As the balloon made its way across the state, there were a few unexpected stops, including UFO-like landings on a highway or a laundromat parking lot. Locals caught a sight of the silvery cloud meandering like a strange bird over the area’s mountainous silhouette. “Great works of public art change the viewers’ sense of space and themselves,” said the project’s curator Pedro Alonzo, noting that many people gathered to watch the balloon take off, or drove along underneath following its drift. And he admitted feeling relieved to give up control over the work’s procession, enjoying instead the chance to look for moments of spontaneous bonding between strangers, such as a heavy downpour before Juliana Barwick and Moses Sumney’s performances at the Crane Estate in Ipswich.
Throughout its half-month journey, the balloon also served a reflection point —both literally and metaphorically—for local communities and visitors, hosting panels, discussions, and concerts around ideas of nature, social change, and cultural production at planned touch-down points. The artist Sarah Morris talked about creativity, the ecologist Chris Neill lectured about landscape design’s role in wildlife and climate control, and Jónsi, Destroyer, and Moses Sumney held concerts.
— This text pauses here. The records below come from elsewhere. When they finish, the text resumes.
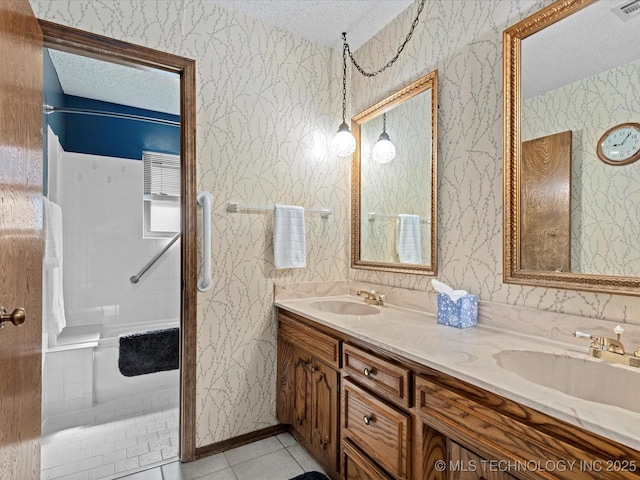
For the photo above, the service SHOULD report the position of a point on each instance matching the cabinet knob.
(16, 317)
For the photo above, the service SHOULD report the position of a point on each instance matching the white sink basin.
(584, 378)
(342, 307)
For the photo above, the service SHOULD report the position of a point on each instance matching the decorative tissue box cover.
(462, 313)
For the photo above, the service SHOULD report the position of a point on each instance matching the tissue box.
(462, 313)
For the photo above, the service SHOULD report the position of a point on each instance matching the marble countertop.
(469, 354)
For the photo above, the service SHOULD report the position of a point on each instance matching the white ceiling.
(321, 21)
(588, 42)
(86, 77)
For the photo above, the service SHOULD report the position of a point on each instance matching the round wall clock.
(620, 145)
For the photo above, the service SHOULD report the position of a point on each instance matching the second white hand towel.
(408, 242)
(289, 241)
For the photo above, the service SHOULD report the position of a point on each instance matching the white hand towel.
(289, 242)
(408, 243)
(53, 318)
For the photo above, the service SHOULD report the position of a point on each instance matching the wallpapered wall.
(400, 186)
(266, 109)
(463, 40)
(605, 229)
(267, 106)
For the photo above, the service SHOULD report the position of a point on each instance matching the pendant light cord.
(346, 49)
(344, 82)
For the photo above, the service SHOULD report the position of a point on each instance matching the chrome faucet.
(611, 348)
(372, 298)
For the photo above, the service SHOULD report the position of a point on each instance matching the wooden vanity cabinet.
(395, 419)
(465, 465)
(308, 389)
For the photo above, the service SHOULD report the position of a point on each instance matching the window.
(161, 195)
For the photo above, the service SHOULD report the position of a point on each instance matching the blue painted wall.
(52, 94)
(115, 137)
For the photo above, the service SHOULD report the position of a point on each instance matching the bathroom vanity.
(387, 393)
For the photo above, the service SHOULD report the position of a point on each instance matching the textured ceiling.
(150, 89)
(321, 21)
(588, 42)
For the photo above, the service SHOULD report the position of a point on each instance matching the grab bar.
(135, 278)
(205, 282)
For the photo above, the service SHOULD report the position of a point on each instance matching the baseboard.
(240, 440)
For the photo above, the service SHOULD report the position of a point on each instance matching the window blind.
(161, 176)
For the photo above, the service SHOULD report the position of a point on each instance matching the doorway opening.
(130, 271)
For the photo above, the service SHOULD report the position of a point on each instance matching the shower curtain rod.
(49, 109)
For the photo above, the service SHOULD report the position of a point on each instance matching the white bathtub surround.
(472, 355)
(112, 440)
(68, 380)
(102, 201)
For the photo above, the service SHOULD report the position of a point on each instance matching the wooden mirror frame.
(512, 273)
(430, 80)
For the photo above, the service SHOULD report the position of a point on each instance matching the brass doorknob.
(16, 317)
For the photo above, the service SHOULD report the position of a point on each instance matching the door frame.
(61, 37)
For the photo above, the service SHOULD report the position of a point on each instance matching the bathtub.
(108, 383)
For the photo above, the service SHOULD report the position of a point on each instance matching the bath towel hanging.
(289, 242)
(53, 315)
(408, 242)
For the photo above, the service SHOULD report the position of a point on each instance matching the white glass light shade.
(383, 151)
(344, 143)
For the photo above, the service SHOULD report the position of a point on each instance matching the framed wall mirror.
(571, 217)
(394, 188)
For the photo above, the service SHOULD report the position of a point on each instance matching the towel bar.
(373, 216)
(236, 207)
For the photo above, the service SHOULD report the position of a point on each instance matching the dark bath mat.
(149, 352)
(311, 476)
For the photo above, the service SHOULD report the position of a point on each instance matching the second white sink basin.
(583, 378)
(342, 307)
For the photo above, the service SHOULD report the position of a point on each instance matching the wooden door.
(545, 186)
(20, 239)
(324, 412)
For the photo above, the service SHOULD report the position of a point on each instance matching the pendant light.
(344, 143)
(383, 151)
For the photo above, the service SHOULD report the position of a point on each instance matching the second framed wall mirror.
(394, 182)
(571, 138)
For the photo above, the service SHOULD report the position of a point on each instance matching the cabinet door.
(357, 466)
(324, 412)
(301, 406)
(466, 465)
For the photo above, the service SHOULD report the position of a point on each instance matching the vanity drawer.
(357, 466)
(379, 429)
(320, 345)
(385, 378)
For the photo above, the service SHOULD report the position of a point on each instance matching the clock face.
(621, 144)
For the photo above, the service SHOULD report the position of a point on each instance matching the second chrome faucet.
(372, 297)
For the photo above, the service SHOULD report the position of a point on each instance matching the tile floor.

The night before its final flight, the balloon revealed another face, turning into a mammoth sculpture dotted with lines of lights, beaming in concert with Bang on a Can’s live score. Currently residents at the neighbouring MassMOCA, the band activated the balloon parked by the Naumkeag estate, the Gilded Age summer residence of the 19th-century lawyer Joseph Choate and his family, with 44 rooms housing Flemish tapestry, 300 pieces of Chinese porcelains, and a portrait of Choate’s daughter Mabel by John Singer Sargent. Looking out from one of the house’s balconies during The Trustees’ summer Garden Party, I could see both the Fletcher Steele-designed garden terrace’s ornate wooden Venetian poles and Aitken’s otherworldly New Horizon. As the sun went down, hot air gushed in to the balloon as a rain of light fell across its surface, making it resemble an upside-down volcano. Fluctuating between serene and tempestuous, the harmony between the music and lights permeated the pitch dark.